Return to main conference page
Saturday, May 19
Data Science
Data Science in Health
Sat, May 19, 1:15 PM - 2:45 PM
Grand Ballroom G

Classifying Health Insurance Type from Survey Responses Using Enrollment Data (304432)


Kathleen Thiede Call, State Health Access Data Assistance Center 
Oellerich Don, US Health and Human Services Department 
Angela Fertig, Univesity of Minnesota 
*Joanne Pascale, US Census Bureau 

Keywords: health insurance, classification, administrative records, survey measurement error

The Census Bureau recently implemented a redesign of the health insurance module of the Current Population Survey Annual Social and Economic Supplement (CPS ASEC). The objective of this research is to inform development of an algorithm for combining answers to questions about health insurance from this module in order to maximize accurate categorization of coverage type.

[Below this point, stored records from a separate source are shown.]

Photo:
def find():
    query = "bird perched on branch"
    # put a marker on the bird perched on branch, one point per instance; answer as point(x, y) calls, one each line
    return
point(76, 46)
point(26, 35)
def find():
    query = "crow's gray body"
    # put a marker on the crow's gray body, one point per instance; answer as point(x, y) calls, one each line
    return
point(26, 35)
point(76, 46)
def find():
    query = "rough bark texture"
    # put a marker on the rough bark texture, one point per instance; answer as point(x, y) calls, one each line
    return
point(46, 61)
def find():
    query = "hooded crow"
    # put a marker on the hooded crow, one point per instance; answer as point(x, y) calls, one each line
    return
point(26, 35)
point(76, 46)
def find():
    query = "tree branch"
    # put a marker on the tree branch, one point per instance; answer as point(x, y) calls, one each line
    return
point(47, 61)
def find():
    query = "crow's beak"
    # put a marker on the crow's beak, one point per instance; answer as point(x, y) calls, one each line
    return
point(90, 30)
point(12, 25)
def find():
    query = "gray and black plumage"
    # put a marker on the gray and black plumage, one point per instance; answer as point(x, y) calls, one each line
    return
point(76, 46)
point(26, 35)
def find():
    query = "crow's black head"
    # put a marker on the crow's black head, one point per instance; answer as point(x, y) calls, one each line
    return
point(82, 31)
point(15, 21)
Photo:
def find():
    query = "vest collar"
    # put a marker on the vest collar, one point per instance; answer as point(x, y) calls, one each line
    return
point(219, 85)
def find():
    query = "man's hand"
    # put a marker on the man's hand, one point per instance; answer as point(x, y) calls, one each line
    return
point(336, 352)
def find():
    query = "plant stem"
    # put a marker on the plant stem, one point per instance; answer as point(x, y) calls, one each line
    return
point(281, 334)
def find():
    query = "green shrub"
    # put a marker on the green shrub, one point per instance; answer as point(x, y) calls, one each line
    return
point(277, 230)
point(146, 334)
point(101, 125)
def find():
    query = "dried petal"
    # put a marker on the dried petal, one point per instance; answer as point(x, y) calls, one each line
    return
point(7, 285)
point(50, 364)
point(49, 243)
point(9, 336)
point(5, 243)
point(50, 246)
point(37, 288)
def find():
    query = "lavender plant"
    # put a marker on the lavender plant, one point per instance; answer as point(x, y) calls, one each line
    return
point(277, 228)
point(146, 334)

Data come from the CHIME study (Comparing Health Insurance Measurement Error), a reverse record check study in which households with individuals enrolled in a range of public and private health insurance plans (including the marketplace) were administered a telephone survey that included the CPS health module. After the survey and records data were linked, answers to survey questions about the characteristics of coverage (e.g., general source, program name, premium, subsidization) were examined in relation to the coverage type indicated by the record. A machine learning approach was used to develop three alternative algorithms to categorize coverage type – one skewing toward public coverage in ambiguous cases, one skewing toward marketplace and one in-between. Three different accuracy metrics were calculated for each algorithm: sensitivity, predictive power and prevalence. Results varied slightly across algorithms and showed sensitivity for private and public coverage was about 98 percent and 82 percent, respectively. Predictive power was about 97 percent for both private and public coverage. The survey estimate of private coverage was about 8 percentage points higher than the population prevalence, and the survey estimate of public coverage was about 3 percentage points lower than the population prevalence.